Where commercialization or demonopolization of public enterprises are planned by policy-makers as intermediate steps towards privatization, it may be difficult to maximize the efficiency of such enterprises because of lack of motivation of workers and management who know that privatization is the ultimate objective. It may also be difficult to undertake extensive reforms whose costs may not be recouped in the sale price of an enterprise.
[Developing countries]
In almost every developing country the public sector undertakes a significant share of its production and investment through state-controlled enterprises. In the past their budgetary deficits have often been hidden by a lack of consolidated financial data, opaque budgetary procedures, extra-budgetary financing, implicit subsidies and protection from competition. More recently tight budget constraints, limits on domestic and external financing, and the effects of devaluation and trade liberalization have exposed the weakness of their finances and their negative effects on the fiscal stability of developing countries. Their contributions to rising public sector debt and growing foreign indebtedness are increasingly recognized as key issues in public finance.
[Industrialized countries]More than £23 million were lost through negligence and mismanagement of prison enterprises in the UK in 1985. There was concern in that case to distinguish between "limited efficiency", which is seen as desirable, and "inefficiency and neglect", which is what took place. Britain's private sector steel industry was complaining in 1992 of unfair competition and market distortion resulting from state-controlled steel enterprises in the EEC/EU.
The government is responsible for the welfare to its citizens and state owned and ran industries provide them with the dignity of work. By not participating in the productivity of society the unemployed are made second class citizens. The costs of subsidizing industries, even if they are inefficient is cheaper than making welfare payments.
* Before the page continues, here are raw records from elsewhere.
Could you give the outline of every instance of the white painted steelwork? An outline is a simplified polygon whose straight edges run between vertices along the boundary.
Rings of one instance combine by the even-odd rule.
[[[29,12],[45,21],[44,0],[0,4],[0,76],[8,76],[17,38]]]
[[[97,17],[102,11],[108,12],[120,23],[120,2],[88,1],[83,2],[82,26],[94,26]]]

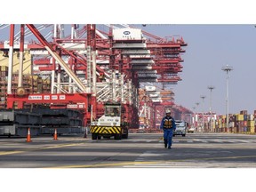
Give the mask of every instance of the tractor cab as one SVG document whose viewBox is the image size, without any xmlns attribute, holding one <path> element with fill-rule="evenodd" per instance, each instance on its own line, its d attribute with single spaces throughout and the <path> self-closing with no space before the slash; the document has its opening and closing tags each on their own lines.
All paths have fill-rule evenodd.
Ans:
<svg viewBox="0 0 256 192">
<path fill-rule="evenodd" d="M 105 103 L 105 116 L 121 116 L 121 104 L 120 103 Z"/>
</svg>

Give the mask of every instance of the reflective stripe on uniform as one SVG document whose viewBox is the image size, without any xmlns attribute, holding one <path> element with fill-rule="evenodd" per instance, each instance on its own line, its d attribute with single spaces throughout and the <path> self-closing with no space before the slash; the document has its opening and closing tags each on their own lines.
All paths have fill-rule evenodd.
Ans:
<svg viewBox="0 0 256 192">
<path fill-rule="evenodd" d="M 90 127 L 92 133 L 105 133 L 105 134 L 112 134 L 112 133 L 121 133 L 121 127 L 113 126 L 97 126 L 93 125 Z"/>
</svg>

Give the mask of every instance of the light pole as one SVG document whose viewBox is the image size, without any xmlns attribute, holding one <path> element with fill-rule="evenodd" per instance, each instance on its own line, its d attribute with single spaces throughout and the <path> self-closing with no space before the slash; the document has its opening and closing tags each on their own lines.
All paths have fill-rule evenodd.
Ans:
<svg viewBox="0 0 256 192">
<path fill-rule="evenodd" d="M 215 87 L 212 85 L 209 85 L 208 89 L 210 90 L 210 132 L 212 132 L 212 91 L 214 89 Z"/>
<path fill-rule="evenodd" d="M 197 106 L 197 108 L 198 108 L 198 106 L 199 106 L 199 102 L 196 102 L 196 105 Z M 199 111 L 199 110 L 198 110 Z M 196 119 L 196 116 L 195 116 L 195 119 Z M 198 112 L 197 112 L 197 129 L 198 129 L 198 120 L 199 120 L 199 116 L 198 116 Z M 196 130 L 196 131 L 198 131 L 198 130 Z"/>
<path fill-rule="evenodd" d="M 204 132 L 204 100 L 205 99 L 205 96 L 204 95 L 201 95 L 200 97 L 203 100 L 203 103 L 202 103 L 202 109 L 203 110 L 202 110 L 202 112 L 203 112 L 203 132 Z"/>
<path fill-rule="evenodd" d="M 227 127 L 227 132 L 228 132 L 228 72 L 233 70 L 233 67 L 226 65 L 221 68 L 221 70 L 225 71 L 227 73 L 227 78 L 226 78 L 226 109 L 227 109 L 227 116 L 226 116 L 226 127 Z"/>
</svg>

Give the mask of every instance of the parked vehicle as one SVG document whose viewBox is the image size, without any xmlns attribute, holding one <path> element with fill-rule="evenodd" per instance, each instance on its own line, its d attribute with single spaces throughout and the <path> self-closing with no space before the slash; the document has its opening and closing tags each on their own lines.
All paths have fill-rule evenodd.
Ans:
<svg viewBox="0 0 256 192">
<path fill-rule="evenodd" d="M 196 129 L 195 129 L 195 127 L 189 127 L 188 129 L 188 132 L 194 132 L 196 131 Z"/>
</svg>

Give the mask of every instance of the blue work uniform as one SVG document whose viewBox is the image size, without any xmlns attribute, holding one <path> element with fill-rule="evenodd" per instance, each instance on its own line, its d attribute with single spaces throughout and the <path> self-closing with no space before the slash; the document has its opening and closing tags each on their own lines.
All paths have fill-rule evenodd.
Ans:
<svg viewBox="0 0 256 192">
<path fill-rule="evenodd" d="M 172 132 L 176 130 L 175 120 L 172 116 L 164 116 L 161 121 L 160 129 L 164 130 L 164 147 L 168 144 L 168 148 L 171 148 Z"/>
</svg>

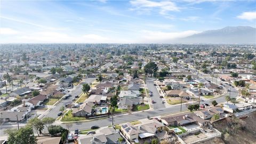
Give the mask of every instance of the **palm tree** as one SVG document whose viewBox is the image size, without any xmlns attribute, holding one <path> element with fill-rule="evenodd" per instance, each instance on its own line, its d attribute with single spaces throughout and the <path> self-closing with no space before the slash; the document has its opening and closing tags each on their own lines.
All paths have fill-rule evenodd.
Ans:
<svg viewBox="0 0 256 144">
<path fill-rule="evenodd" d="M 112 115 L 112 126 L 114 125 L 114 113 L 115 113 L 115 110 L 116 109 L 116 107 L 109 107 L 109 112 L 110 112 L 111 114 Z"/>
<path fill-rule="evenodd" d="M 228 103 L 228 101 L 230 100 L 230 98 L 228 95 L 226 96 L 225 98 L 226 98 L 226 100 L 227 101 L 227 103 Z"/>
<path fill-rule="evenodd" d="M 198 84 L 198 95 L 199 95 L 199 102 L 198 102 L 198 104 L 199 104 L 199 109 L 200 109 L 200 101 L 201 100 L 201 98 L 200 98 L 200 96 L 201 95 L 201 94 L 200 93 L 200 89 L 201 87 L 203 87 L 203 86 L 204 86 L 204 84 L 202 83 L 199 83 L 199 84 Z"/>
<path fill-rule="evenodd" d="M 119 143 L 120 144 L 122 143 L 122 142 L 124 140 L 124 139 L 123 139 L 123 138 L 121 137 L 121 138 L 118 138 L 118 141 L 119 141 Z"/>
</svg>

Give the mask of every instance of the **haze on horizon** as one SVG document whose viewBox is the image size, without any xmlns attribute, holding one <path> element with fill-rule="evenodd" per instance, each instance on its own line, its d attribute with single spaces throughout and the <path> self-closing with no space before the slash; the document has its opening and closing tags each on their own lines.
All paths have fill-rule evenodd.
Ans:
<svg viewBox="0 0 256 144">
<path fill-rule="evenodd" d="M 171 43 L 227 26 L 256 27 L 255 1 L 1 2 L 0 42 Z"/>
</svg>

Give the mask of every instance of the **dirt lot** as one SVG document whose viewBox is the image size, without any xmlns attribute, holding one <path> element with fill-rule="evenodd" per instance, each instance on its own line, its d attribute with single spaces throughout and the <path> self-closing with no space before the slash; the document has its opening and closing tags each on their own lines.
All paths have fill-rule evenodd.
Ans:
<svg viewBox="0 0 256 144">
<path fill-rule="evenodd" d="M 256 111 L 242 119 L 234 117 L 218 121 L 213 126 L 222 133 L 221 138 L 200 143 L 256 143 Z"/>
</svg>

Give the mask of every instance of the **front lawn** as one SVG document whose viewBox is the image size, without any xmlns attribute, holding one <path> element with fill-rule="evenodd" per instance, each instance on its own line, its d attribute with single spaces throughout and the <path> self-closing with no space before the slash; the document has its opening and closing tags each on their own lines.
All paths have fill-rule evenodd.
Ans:
<svg viewBox="0 0 256 144">
<path fill-rule="evenodd" d="M 184 129 L 183 129 L 181 126 L 180 126 L 174 125 L 174 126 L 169 126 L 168 127 L 170 129 L 174 129 L 174 128 L 179 128 L 179 129 L 180 129 L 182 131 L 182 132 L 179 132 L 176 133 L 177 134 L 180 134 L 181 133 L 185 133 L 185 132 L 187 132 L 186 130 L 185 130 Z"/>
<path fill-rule="evenodd" d="M 115 112 L 116 112 L 116 113 L 122 113 L 122 109 L 116 108 L 116 109 L 115 109 Z M 126 113 L 128 111 L 129 111 L 128 109 L 123 109 L 123 113 Z"/>
<path fill-rule="evenodd" d="M 137 105 L 132 108 L 132 111 L 141 111 L 149 109 L 149 105 L 148 104 Z"/>
<path fill-rule="evenodd" d="M 77 103 L 80 102 L 84 102 L 84 101 L 88 98 L 88 95 L 86 93 L 83 93 L 82 95 L 78 98 L 77 101 L 76 101 Z"/>
<path fill-rule="evenodd" d="M 83 131 L 80 131 L 79 132 L 79 134 L 86 134 L 89 132 L 92 132 L 92 131 L 95 131 L 96 130 L 98 129 L 88 129 L 86 130 L 83 130 Z"/>
<path fill-rule="evenodd" d="M 45 105 L 53 105 L 53 104 L 54 104 L 59 99 L 57 98 L 50 98 L 50 101 L 49 99 L 46 100 L 43 102 L 43 104 Z"/>
<path fill-rule="evenodd" d="M 74 117 L 72 115 L 72 113 L 71 110 L 69 110 L 67 113 L 65 113 L 64 116 L 64 118 L 60 120 L 62 122 L 80 121 L 87 119 L 84 117 Z"/>
<path fill-rule="evenodd" d="M 166 101 L 169 105 L 177 105 L 181 103 L 180 99 L 167 99 Z M 187 101 L 186 101 L 184 99 L 182 99 L 182 103 L 185 102 L 187 102 Z"/>
<path fill-rule="evenodd" d="M 203 97 L 204 97 L 204 98 L 205 98 L 206 99 L 211 99 L 211 98 L 214 98 L 214 95 L 204 95 Z"/>
</svg>

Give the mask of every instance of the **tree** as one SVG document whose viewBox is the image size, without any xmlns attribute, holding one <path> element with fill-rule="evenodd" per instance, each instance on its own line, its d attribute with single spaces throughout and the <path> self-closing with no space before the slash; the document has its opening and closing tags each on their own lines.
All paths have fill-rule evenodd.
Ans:
<svg viewBox="0 0 256 144">
<path fill-rule="evenodd" d="M 28 121 L 28 124 L 36 130 L 38 136 L 39 134 L 38 131 L 39 131 L 39 134 L 42 134 L 42 130 L 43 130 L 44 127 L 44 123 L 41 121 L 41 120 L 38 119 L 37 117 L 30 119 Z"/>
<path fill-rule="evenodd" d="M 98 77 L 98 80 L 99 81 L 100 81 L 100 83 L 101 83 L 101 82 L 102 81 L 102 76 L 101 76 L 101 75 L 100 75 Z"/>
<path fill-rule="evenodd" d="M 61 106 L 61 107 L 60 107 L 59 110 L 60 111 L 61 111 L 61 113 L 62 113 L 62 119 L 63 119 L 64 116 L 64 110 L 65 110 L 65 107 L 62 106 Z"/>
<path fill-rule="evenodd" d="M 152 76 L 152 74 L 156 73 L 158 69 L 157 65 L 154 62 L 149 62 L 144 67 L 144 71 L 146 75 L 148 74 L 150 74 Z"/>
<path fill-rule="evenodd" d="M 231 73 L 231 76 L 233 77 L 238 77 L 238 73 Z"/>
<path fill-rule="evenodd" d="M 37 139 L 34 135 L 30 126 L 21 127 L 19 130 L 8 133 L 8 143 L 36 144 Z"/>
<path fill-rule="evenodd" d="M 45 117 L 42 119 L 42 122 L 44 123 L 45 126 L 46 126 L 47 129 L 49 126 L 54 122 L 54 118 L 50 117 Z"/>
<path fill-rule="evenodd" d="M 55 74 L 56 73 L 56 69 L 54 67 L 52 67 L 51 69 L 51 73 L 52 74 Z"/>
<path fill-rule="evenodd" d="M 213 106 L 215 106 L 216 105 L 218 105 L 218 102 L 216 101 L 216 100 L 214 100 L 213 101 L 212 101 L 212 105 L 213 105 Z"/>
<path fill-rule="evenodd" d="M 70 129 L 73 126 L 72 123 L 66 123 L 66 127 L 69 131 L 69 129 Z"/>
<path fill-rule="evenodd" d="M 122 142 L 124 140 L 124 139 L 123 139 L 123 138 L 122 137 L 120 137 L 118 138 L 118 142 L 120 144 L 122 143 Z"/>
<path fill-rule="evenodd" d="M 6 93 L 7 93 L 7 79 L 10 78 L 10 76 L 9 74 L 8 74 L 8 73 L 7 73 L 7 74 L 4 74 L 3 77 L 4 79 L 5 79 L 5 90 L 6 90 Z"/>
<path fill-rule="evenodd" d="M 178 60 L 177 57 L 172 57 L 172 62 L 174 63 L 177 63 Z"/>
<path fill-rule="evenodd" d="M 111 114 L 112 115 L 112 126 L 114 125 L 114 113 L 115 113 L 115 109 L 116 109 L 115 107 L 110 106 L 109 109 L 108 110 L 109 112 L 111 113 Z"/>
<path fill-rule="evenodd" d="M 36 97 L 36 95 L 38 95 L 40 93 L 37 91 L 34 91 L 32 92 L 32 95 L 33 95 L 33 97 Z"/>
<path fill-rule="evenodd" d="M 88 95 L 88 92 L 91 89 L 91 86 L 88 84 L 83 84 L 83 87 L 82 87 L 82 91 L 84 92 L 84 93 L 86 93 L 86 95 Z"/>
</svg>

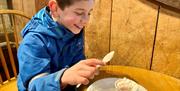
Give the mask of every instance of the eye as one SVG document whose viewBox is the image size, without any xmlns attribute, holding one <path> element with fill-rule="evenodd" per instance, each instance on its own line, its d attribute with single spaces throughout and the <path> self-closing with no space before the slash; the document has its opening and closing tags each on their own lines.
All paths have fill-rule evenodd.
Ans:
<svg viewBox="0 0 180 91">
<path fill-rule="evenodd" d="M 74 12 L 76 15 L 78 15 L 78 16 L 81 16 L 81 15 L 84 15 L 84 13 L 83 12 Z"/>
</svg>

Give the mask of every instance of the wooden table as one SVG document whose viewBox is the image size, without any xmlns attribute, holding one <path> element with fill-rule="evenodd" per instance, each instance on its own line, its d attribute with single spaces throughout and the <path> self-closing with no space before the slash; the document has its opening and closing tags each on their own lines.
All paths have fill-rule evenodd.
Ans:
<svg viewBox="0 0 180 91">
<path fill-rule="evenodd" d="M 128 66 L 104 66 L 100 74 L 90 82 L 106 77 L 127 77 L 144 86 L 148 91 L 180 91 L 180 80 L 165 74 Z M 89 85 L 90 85 L 89 84 Z M 86 91 L 81 86 L 78 91 Z"/>
</svg>

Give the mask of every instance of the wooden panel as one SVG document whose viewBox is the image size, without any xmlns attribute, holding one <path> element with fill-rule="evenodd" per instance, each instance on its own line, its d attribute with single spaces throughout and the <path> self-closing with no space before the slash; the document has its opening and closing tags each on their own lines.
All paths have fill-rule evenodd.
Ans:
<svg viewBox="0 0 180 91">
<path fill-rule="evenodd" d="M 13 9 L 23 11 L 29 17 L 36 13 L 35 0 L 13 0 Z"/>
<path fill-rule="evenodd" d="M 0 0 L 0 9 L 7 9 L 7 0 Z"/>
<path fill-rule="evenodd" d="M 102 58 L 109 51 L 111 0 L 95 0 L 89 25 L 85 29 L 87 58 Z"/>
<path fill-rule="evenodd" d="M 20 11 L 24 11 L 23 10 L 23 0 L 12 0 L 12 5 L 13 5 L 13 9 L 15 10 L 20 10 Z"/>
<path fill-rule="evenodd" d="M 111 64 L 150 68 L 157 12 L 147 0 L 113 0 Z"/>
<path fill-rule="evenodd" d="M 156 1 L 180 9 L 180 0 L 156 0 Z"/>
<path fill-rule="evenodd" d="M 179 79 L 161 73 L 135 68 L 135 67 L 127 67 L 127 66 L 101 67 L 100 74 L 98 76 L 95 76 L 93 80 L 90 80 L 90 83 L 88 85 L 82 85 L 78 89 L 78 91 L 87 91 L 87 87 L 89 87 L 90 85 L 91 86 L 94 85 L 94 84 L 92 85 L 92 83 L 94 83 L 97 80 L 100 79 L 102 80 L 103 78 L 108 78 L 108 77 L 115 77 L 115 78 L 118 77 L 120 79 L 122 79 L 123 77 L 129 78 L 131 80 L 134 80 L 138 84 L 142 85 L 143 87 L 145 87 L 147 91 L 180 91 Z M 102 86 L 100 84 L 98 85 L 96 85 L 96 87 Z M 95 89 L 93 91 L 98 91 L 98 90 Z M 109 90 L 109 91 L 128 91 L 128 90 Z M 134 91 L 143 91 L 143 90 L 134 90 Z"/>
<path fill-rule="evenodd" d="M 36 3 L 36 12 L 42 9 L 44 6 L 48 4 L 49 0 L 35 0 Z"/>
<path fill-rule="evenodd" d="M 160 11 L 152 70 L 180 78 L 180 12 Z"/>
</svg>

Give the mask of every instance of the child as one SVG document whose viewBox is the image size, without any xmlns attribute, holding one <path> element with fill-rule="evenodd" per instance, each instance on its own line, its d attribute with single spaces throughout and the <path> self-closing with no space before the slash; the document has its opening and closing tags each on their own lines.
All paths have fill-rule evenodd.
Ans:
<svg viewBox="0 0 180 91">
<path fill-rule="evenodd" d="M 104 65 L 83 54 L 82 29 L 93 5 L 94 0 L 49 0 L 31 19 L 18 49 L 19 91 L 61 91 L 89 83 L 96 66 Z"/>
</svg>

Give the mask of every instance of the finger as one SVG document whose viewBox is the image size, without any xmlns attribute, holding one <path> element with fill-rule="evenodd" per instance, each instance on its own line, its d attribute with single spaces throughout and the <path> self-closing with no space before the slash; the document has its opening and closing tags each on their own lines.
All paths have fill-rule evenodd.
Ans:
<svg viewBox="0 0 180 91">
<path fill-rule="evenodd" d="M 79 79 L 78 79 L 78 84 L 87 85 L 88 83 L 89 83 L 89 80 L 88 80 L 87 78 L 79 77 Z"/>
<path fill-rule="evenodd" d="M 98 59 L 87 59 L 84 61 L 84 63 L 90 66 L 105 65 L 105 63 L 103 63 L 101 60 Z"/>
</svg>

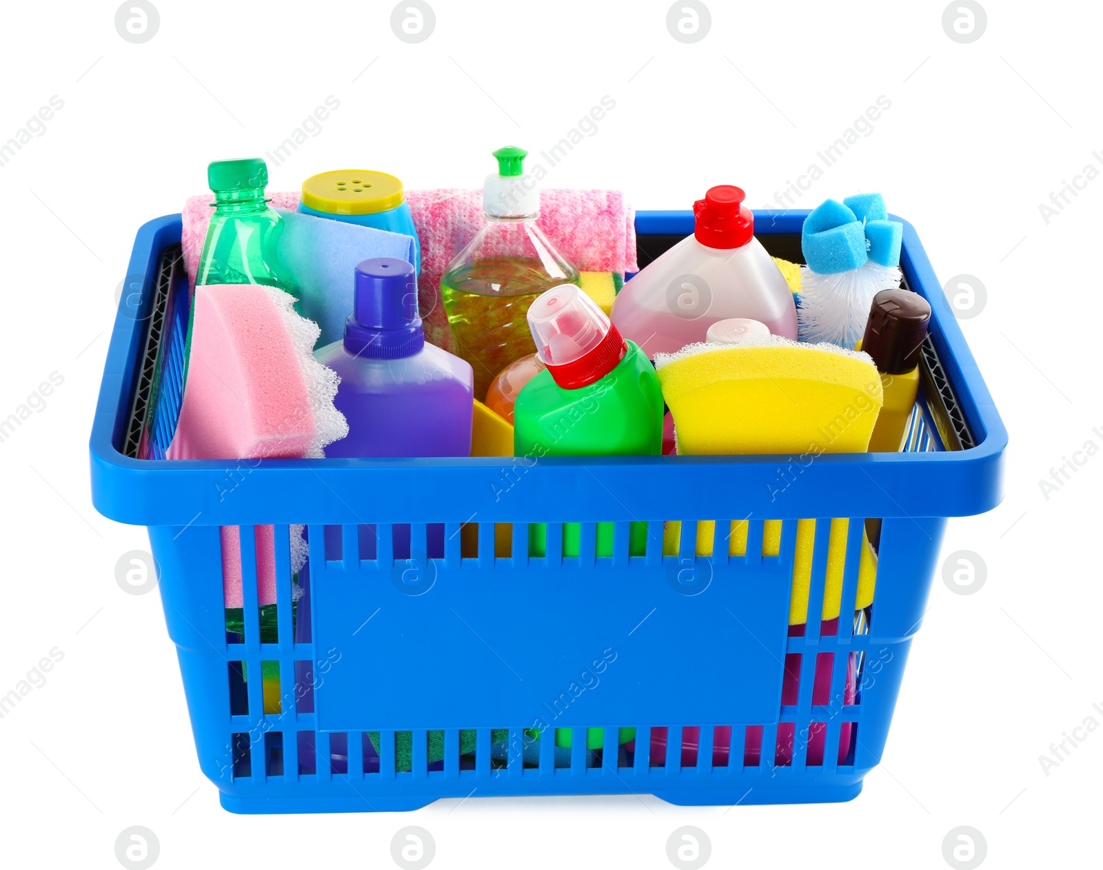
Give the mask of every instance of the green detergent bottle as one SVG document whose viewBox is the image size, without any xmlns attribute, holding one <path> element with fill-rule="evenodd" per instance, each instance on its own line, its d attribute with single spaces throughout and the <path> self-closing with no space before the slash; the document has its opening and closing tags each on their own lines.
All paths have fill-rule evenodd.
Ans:
<svg viewBox="0 0 1103 870">
<path fill-rule="evenodd" d="M 295 282 L 276 249 L 283 219 L 265 197 L 268 164 L 258 157 L 216 160 L 207 165 L 207 184 L 214 192 L 214 214 L 195 269 L 195 286 L 265 284 L 293 293 Z M 194 319 L 192 305 L 181 387 L 188 383 Z"/>
<path fill-rule="evenodd" d="M 663 394 L 647 357 L 627 342 L 604 312 L 575 284 L 538 296 L 528 308 L 536 353 L 547 366 L 529 380 L 513 411 L 517 457 L 657 457 L 663 450 Z M 545 556 L 547 527 L 528 527 L 528 555 Z M 581 526 L 565 523 L 563 555 L 579 555 Z M 643 556 L 647 526 L 632 523 L 629 555 Z M 612 556 L 613 524 L 598 523 L 597 555 Z M 539 737 L 538 731 L 526 732 Z M 571 745 L 569 728 L 555 729 L 557 747 Z M 618 742 L 635 738 L 622 728 Z M 587 749 L 600 749 L 603 728 L 586 729 Z M 615 763 L 615 762 L 613 762 Z"/>
<path fill-rule="evenodd" d="M 647 357 L 621 337 L 575 284 L 537 297 L 528 309 L 537 355 L 547 366 L 517 395 L 517 457 L 636 457 L 662 453 L 663 395 Z M 579 555 L 578 523 L 563 527 L 563 555 Z M 547 529 L 529 526 L 528 554 L 546 554 Z M 632 523 L 631 556 L 646 550 L 645 523 Z M 612 556 L 613 524 L 598 523 L 597 555 Z"/>
</svg>

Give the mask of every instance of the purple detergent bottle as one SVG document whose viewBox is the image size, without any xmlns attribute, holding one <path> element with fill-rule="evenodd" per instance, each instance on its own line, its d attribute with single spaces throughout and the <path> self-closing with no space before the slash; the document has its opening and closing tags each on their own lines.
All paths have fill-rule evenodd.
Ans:
<svg viewBox="0 0 1103 870">
<path fill-rule="evenodd" d="M 406 260 L 356 266 L 344 339 L 314 356 L 340 375 L 334 405 L 349 421 L 326 459 L 471 454 L 471 365 L 426 344 L 417 273 Z"/>
</svg>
While there are numerous examples of inefficient public enterprises in developing countries, this may be due more to general government policies or to overall economic environment than to deficiencies with the public enterprises themselves. Since privatization of them is often preceded or accompanied by commercialization and/or demonopolization of the firm concerned, as well as by wider economic reforms, it is in practice difficult to be sure which improvements in a firm's performance or in consumer welfare arose solely from privatization. The evidence suggests that public enterprises in developing or other countries are not necessarily less efficient than private firms in those countries.